特定非営利活動法人 ASIAN PEOPLE'S FRIENDSHIP SOCIETY(APFS) <助成金によって得られた成果>
 当団体では、従来、相談を受けるための体系立った研修カリキュラムは存在していなかった。現在の相談員は、先輩相談員を見よう見まねで相談に必要な知識・スキルを身につけてきた。自ら手探りで学ぶことで得られるものも多いが、体系的に学べば、もっと効率的に(早く)知識を得ることが出来たかもしれないのも事実であった。
 今回、助成を得たことで、体系立てたカリキュラムに基づき、相談員・通訳者を新たに作成することが可能となった。
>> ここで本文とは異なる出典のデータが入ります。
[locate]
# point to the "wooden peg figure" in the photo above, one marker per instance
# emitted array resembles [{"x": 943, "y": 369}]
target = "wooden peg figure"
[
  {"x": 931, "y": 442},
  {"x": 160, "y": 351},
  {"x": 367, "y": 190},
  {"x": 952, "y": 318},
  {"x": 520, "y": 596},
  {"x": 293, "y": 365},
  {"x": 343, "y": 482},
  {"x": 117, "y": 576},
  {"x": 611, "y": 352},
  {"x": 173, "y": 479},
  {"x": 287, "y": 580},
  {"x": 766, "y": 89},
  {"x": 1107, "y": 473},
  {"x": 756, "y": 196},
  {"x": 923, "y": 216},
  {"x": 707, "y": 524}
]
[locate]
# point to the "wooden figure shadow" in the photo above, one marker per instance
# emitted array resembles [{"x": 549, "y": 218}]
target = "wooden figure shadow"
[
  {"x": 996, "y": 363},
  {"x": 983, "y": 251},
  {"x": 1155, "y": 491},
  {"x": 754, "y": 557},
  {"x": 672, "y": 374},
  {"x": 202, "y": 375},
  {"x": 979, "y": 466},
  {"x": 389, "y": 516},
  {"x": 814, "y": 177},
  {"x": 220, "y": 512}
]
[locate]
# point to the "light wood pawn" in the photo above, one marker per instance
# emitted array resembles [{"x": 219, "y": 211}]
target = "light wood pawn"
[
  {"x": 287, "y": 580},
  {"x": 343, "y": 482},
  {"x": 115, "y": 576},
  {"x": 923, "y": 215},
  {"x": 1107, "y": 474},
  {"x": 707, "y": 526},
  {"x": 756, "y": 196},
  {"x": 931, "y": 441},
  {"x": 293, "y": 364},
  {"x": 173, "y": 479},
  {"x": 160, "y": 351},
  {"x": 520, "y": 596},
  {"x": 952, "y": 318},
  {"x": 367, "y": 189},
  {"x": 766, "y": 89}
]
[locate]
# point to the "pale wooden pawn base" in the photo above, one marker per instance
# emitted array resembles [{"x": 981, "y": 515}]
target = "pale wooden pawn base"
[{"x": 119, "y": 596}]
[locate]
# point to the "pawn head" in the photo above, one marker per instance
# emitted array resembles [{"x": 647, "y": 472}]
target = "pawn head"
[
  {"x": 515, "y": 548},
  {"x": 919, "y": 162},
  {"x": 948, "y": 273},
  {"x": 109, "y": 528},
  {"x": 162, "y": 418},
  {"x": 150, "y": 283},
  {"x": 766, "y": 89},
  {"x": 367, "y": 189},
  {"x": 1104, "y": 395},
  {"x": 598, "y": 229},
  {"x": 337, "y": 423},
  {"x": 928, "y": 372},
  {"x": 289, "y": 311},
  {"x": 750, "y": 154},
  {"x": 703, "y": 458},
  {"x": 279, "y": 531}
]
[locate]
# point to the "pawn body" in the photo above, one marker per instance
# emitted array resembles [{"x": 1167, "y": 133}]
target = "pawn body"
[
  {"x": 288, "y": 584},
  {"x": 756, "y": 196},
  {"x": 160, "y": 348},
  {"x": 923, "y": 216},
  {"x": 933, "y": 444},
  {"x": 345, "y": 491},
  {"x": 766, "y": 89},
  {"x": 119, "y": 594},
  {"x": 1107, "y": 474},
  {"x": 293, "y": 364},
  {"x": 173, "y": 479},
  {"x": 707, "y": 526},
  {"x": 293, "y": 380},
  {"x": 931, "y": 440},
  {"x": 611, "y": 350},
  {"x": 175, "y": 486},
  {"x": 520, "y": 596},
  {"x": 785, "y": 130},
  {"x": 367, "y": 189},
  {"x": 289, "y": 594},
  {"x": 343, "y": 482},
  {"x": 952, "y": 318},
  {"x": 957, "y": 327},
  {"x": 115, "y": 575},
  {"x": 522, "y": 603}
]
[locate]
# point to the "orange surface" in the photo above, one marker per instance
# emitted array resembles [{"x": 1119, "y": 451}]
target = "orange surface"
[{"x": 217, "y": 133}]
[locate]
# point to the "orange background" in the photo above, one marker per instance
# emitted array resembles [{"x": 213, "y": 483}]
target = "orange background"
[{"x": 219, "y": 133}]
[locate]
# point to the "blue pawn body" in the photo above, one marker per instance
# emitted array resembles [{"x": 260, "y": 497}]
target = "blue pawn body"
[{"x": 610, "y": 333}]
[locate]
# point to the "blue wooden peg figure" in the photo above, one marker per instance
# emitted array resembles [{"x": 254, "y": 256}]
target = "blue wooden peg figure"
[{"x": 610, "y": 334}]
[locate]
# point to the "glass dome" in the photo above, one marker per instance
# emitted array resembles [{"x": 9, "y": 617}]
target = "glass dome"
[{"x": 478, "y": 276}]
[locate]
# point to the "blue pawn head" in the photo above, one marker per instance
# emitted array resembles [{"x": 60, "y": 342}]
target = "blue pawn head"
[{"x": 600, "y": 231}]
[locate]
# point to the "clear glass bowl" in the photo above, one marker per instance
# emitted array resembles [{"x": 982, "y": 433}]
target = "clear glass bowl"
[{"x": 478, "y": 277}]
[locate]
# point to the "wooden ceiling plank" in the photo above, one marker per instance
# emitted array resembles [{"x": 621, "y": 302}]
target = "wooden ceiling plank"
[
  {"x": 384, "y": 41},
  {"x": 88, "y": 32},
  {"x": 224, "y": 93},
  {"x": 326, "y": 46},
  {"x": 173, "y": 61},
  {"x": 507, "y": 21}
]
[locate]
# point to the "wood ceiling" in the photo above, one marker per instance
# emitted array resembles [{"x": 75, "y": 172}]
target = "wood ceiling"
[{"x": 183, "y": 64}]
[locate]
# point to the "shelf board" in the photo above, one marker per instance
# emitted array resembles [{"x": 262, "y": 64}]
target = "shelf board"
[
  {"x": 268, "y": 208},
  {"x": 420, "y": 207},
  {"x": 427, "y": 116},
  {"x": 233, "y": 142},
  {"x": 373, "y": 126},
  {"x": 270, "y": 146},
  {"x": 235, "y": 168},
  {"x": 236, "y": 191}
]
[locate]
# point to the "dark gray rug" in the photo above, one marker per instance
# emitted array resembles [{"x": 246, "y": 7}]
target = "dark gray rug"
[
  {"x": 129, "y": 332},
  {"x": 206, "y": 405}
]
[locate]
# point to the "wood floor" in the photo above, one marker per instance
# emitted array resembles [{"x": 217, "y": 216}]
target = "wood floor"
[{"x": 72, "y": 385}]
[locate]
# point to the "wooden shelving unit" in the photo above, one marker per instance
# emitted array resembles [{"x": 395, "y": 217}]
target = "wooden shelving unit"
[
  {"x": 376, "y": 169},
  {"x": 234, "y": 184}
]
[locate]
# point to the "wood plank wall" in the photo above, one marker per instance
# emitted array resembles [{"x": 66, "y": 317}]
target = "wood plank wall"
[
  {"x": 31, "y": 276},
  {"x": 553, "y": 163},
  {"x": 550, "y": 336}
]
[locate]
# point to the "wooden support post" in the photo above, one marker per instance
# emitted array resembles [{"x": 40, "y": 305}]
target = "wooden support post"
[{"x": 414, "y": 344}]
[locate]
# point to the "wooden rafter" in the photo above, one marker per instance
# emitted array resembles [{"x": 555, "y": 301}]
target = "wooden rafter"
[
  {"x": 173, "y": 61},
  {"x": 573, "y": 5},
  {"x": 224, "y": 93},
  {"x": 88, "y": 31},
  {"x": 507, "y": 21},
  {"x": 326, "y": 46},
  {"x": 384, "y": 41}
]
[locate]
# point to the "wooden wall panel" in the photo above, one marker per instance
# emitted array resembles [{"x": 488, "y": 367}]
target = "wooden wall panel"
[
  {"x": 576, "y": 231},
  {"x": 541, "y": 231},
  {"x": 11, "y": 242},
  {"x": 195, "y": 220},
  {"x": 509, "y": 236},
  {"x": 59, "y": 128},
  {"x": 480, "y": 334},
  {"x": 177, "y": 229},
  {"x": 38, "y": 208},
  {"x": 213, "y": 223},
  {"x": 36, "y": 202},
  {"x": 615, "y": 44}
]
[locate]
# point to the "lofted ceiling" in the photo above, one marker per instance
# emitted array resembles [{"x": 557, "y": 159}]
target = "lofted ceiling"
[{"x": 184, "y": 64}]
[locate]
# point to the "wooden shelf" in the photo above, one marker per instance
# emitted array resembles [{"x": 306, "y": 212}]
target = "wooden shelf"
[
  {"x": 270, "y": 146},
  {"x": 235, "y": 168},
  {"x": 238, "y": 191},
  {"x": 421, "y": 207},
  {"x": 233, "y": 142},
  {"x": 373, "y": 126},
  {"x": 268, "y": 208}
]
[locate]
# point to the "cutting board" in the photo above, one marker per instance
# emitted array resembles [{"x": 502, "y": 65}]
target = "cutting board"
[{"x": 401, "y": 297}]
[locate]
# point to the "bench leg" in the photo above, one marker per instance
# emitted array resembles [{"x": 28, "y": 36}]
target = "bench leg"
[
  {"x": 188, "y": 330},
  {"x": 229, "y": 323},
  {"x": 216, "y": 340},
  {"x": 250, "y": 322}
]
今回の育成講座を受講した相談員・通訳者は効率的に相談に必要な知識を得られた。育成講座終了後、2名、相談を新たに担当できそうな相談員候補が誕生している。
 育成講座の内容は、文字化され、「解決型相談マニュアル」として発行することができた。講座をやりっ放しにせず、内容を文字化することで、講座後に団体に入ってきたボランティアにも講座の内容を共有することが可能となる。これは長きにわたり、相談員・通訳者の効率的な育成に寄与する。
 2日間集中会議は、相談員・通訳者が日頃の相談で悩んでいること、解決案を相互に本音で語れる機会となった。本来であれば、日常的にケース会議等を行うことが望ましいのであるが,財源が乏しいために、当団体の相談員が曜日交代で勤務をしていたり、常に相談対応に追われている状態で、なかなか互いに話をすることができない現状がある。そこで、宿泊を伴う会議は、互いの本音を聞く場として大いに作用した。
 経験共有講座では、当団体とは違う得意分野を持つ団体に集まってもらい経験を共有した。初めて知る情報が沢山あった。団体内だけでなく、団体を超えて経験を共有するのも有意義であることが分かった。

<今後の課題>
 今回の事業を通じての一番の課題は、「外国人」相談員を今後どのように育成するかである。(通訳者ではなく)相談員として、相談を担当するためには、種々の情報に日本語でアクセスをしなければならない。外国人の多くは、音声を聞いて通訳をすることは可能でも、読み書きには困難を伴う状況がある。育成講座の資料も他言語化してもらい配りたいところではあったが、それは講師の負担も大きく、ルビをふるので精一杯の状況であった。よって、講座の理解度は、日本人と外国人で異なっていたと推察される。「解決型相談マニュアル」も、助成期間内に発行をするために、言語は日本語のみとなった。しかし、在日外国人が抱える問題や、その気持ちを理解できるのは、外国人である。外国人のみを対象とした講座の実施、講座後のフォローアップ等を検討することが今後の課題として残された。
 また、せっかく知識を得ても使わないと知識は身につかないし、忘れてしまうものである。現在の相談員が意識して新たな相談員を指導するための時間を取り、彼らが育成講座で身に着けた知識を定着させる働きかけをすることが必要である。

2013年度の活動予定

・育成講座で知識を取得した相談員候補2名を相談員にすることを目指す。知識が定着するように、相談員候補の相談への同席、現場への外出同行を始めている。